In the main building, he tried out some papers that said he was a Department of Homeland Security liaison working for the DEA. Throw enough agencies into the mix, he found, and you generated enough confusion or fear to get you in just about anywhere. He told the Coast Guard officer he was here to meet with a consular officer at Government House; the officer nodded at the papers and waved him through. Cooper figured he looked to the officer exactly the way the man expected a DEA man would-white polo shirt, worn blue jeans, blank, navy blue baseball cap. Or, he thought, maybe the guy lets anybody in who’s stupid enough to come here.
He poked around for Port-au-Prince’s version of a cab-an ordinary car, a publique, belonging to anyone, with the qualifying feature of a red ribbon dangling from the rearview mirror. Two blocks from the dock, he nabbed a Datsun minivan. He worked at ignoring the miserable conditions along the fifteen-minute ride through the city.

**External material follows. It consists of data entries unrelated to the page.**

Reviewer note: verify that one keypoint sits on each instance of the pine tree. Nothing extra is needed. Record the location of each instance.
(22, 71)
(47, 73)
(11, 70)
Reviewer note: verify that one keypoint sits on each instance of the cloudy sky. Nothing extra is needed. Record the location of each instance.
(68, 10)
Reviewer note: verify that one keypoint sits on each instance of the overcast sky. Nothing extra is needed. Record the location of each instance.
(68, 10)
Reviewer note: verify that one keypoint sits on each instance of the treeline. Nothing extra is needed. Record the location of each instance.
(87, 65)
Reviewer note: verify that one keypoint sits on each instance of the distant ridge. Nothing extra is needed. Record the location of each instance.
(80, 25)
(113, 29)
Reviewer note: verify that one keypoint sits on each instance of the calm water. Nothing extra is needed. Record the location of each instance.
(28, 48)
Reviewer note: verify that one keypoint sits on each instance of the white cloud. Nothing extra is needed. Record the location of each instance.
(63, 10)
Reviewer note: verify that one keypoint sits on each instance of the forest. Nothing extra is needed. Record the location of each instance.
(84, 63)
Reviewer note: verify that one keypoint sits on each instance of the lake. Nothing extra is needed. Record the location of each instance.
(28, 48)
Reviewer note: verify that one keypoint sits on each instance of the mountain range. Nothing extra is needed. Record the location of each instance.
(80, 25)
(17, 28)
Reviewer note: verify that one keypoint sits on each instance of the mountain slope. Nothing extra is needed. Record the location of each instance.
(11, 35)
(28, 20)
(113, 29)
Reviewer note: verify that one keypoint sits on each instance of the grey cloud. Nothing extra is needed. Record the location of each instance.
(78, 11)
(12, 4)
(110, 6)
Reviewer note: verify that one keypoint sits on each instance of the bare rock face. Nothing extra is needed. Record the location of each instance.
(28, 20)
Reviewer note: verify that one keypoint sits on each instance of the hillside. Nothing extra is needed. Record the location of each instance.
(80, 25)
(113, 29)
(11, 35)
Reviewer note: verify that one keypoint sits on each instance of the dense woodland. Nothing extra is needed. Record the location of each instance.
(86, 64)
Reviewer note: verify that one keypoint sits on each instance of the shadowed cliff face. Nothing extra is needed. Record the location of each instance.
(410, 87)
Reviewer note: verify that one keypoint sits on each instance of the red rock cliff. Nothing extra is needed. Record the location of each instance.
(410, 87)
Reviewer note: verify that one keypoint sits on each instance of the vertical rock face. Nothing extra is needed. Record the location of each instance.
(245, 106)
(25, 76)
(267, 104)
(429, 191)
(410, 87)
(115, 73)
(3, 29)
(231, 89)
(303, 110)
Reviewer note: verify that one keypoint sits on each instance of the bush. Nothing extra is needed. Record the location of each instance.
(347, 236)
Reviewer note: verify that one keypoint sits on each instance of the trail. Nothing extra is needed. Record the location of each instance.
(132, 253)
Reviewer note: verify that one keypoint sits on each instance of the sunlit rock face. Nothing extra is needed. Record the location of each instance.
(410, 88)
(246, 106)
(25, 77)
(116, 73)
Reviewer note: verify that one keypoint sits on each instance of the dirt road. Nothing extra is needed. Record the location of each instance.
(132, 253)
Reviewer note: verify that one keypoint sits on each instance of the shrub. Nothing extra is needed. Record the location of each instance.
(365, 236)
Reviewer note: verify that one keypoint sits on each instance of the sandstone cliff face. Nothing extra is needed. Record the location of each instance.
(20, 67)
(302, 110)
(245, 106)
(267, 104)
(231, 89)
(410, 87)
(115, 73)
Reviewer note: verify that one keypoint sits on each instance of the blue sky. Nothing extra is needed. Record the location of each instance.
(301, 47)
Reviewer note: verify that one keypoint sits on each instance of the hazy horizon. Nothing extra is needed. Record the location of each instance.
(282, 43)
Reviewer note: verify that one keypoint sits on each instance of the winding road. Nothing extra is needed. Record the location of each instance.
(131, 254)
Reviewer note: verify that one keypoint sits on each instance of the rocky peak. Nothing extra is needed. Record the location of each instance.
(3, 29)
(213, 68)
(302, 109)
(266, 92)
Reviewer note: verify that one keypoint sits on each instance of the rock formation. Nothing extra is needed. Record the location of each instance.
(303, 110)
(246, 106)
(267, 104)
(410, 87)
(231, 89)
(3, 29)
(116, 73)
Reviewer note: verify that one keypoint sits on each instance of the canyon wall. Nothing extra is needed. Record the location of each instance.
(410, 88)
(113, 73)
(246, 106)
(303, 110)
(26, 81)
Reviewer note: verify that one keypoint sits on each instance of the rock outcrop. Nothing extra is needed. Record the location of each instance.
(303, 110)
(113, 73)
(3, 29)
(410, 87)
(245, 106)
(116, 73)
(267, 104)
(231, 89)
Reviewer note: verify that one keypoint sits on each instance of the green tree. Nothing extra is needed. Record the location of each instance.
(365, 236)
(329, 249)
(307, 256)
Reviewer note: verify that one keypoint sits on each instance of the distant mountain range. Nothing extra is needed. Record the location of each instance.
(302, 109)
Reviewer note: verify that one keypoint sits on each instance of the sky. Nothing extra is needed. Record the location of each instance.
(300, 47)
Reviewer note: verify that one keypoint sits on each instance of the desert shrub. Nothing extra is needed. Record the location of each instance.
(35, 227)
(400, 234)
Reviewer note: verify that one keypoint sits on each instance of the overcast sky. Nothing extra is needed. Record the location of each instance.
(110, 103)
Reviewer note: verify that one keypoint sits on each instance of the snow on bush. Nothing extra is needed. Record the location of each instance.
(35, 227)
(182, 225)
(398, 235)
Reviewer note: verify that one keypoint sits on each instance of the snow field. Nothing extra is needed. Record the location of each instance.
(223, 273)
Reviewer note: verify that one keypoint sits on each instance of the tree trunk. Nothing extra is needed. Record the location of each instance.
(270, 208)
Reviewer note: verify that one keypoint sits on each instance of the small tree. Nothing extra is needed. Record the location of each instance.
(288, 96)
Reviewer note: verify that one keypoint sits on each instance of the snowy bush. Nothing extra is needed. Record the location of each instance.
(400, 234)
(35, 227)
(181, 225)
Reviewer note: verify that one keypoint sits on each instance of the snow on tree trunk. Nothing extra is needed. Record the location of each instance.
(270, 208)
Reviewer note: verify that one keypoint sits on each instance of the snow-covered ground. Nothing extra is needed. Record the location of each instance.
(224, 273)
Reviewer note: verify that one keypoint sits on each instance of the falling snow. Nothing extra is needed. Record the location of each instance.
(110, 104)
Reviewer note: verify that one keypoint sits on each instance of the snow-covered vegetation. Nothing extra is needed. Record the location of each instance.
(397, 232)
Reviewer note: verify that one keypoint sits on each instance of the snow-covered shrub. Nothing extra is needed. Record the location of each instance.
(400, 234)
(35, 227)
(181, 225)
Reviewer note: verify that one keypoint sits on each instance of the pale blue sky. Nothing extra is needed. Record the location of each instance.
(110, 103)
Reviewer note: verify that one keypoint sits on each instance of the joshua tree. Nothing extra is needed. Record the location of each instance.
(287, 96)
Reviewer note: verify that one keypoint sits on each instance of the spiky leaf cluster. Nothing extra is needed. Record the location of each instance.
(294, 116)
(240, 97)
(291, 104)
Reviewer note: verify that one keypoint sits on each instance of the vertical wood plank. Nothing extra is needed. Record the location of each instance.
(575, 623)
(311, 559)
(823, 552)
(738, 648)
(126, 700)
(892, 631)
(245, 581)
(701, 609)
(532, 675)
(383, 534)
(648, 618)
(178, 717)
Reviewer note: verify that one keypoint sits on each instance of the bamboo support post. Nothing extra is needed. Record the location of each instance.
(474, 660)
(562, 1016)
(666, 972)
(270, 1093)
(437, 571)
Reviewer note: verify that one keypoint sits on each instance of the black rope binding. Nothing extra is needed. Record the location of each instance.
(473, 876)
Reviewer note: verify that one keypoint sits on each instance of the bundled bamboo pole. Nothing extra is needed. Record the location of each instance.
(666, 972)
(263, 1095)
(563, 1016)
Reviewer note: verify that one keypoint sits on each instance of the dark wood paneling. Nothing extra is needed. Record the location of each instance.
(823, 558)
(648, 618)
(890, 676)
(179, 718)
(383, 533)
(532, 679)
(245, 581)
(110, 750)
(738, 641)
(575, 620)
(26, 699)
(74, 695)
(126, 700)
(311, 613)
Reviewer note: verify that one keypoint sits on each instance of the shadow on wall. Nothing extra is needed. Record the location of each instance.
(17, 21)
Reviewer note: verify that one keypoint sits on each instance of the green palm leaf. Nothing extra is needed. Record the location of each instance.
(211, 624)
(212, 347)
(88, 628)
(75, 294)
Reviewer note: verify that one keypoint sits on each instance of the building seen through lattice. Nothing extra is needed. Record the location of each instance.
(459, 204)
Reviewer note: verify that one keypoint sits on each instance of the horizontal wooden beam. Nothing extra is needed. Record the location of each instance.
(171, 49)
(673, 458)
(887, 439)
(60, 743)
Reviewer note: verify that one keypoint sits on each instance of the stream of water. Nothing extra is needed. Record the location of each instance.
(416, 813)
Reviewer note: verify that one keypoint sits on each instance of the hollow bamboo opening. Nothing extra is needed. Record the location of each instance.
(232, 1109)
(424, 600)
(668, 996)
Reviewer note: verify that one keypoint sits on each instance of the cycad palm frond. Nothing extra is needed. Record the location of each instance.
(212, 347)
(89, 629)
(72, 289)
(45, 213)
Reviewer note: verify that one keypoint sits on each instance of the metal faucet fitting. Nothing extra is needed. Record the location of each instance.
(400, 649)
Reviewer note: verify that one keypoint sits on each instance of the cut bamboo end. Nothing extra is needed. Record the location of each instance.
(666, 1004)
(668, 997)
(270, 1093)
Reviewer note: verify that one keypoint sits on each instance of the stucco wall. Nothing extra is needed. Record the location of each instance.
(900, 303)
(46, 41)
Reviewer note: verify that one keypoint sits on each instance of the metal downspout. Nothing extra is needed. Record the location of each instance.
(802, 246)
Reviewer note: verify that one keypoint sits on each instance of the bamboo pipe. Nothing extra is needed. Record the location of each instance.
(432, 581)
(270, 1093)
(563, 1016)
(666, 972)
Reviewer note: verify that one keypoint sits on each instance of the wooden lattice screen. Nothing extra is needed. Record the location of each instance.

H. L. Dantier General Hospital didn’t resemble any hospital Cooper recalled seeing: neither its stucco exterior or red-tile roof appeared to have been washed in the past ten years, and what might once have been called landscaping had evolved to unruly jungle. Cooper had a fleeting thought that Eugene Little would feel right at home here.
On the second floor, a receptionist asked him to be seated in an adjoining waiting room until a woman dressed approximately like a nurse came out to get him. Cooper couldn’t place it, but there was something missing from her outfit: maybe it was the belt, or the shoes, but she looked incomplete, like an actress in a play afflicted by a poorly stocked wardrobe department. She brought him to a room that looked similarly incomplete relative to any doctor’s offices he remembered visiting. Not that he’d been to any in almost twenty years.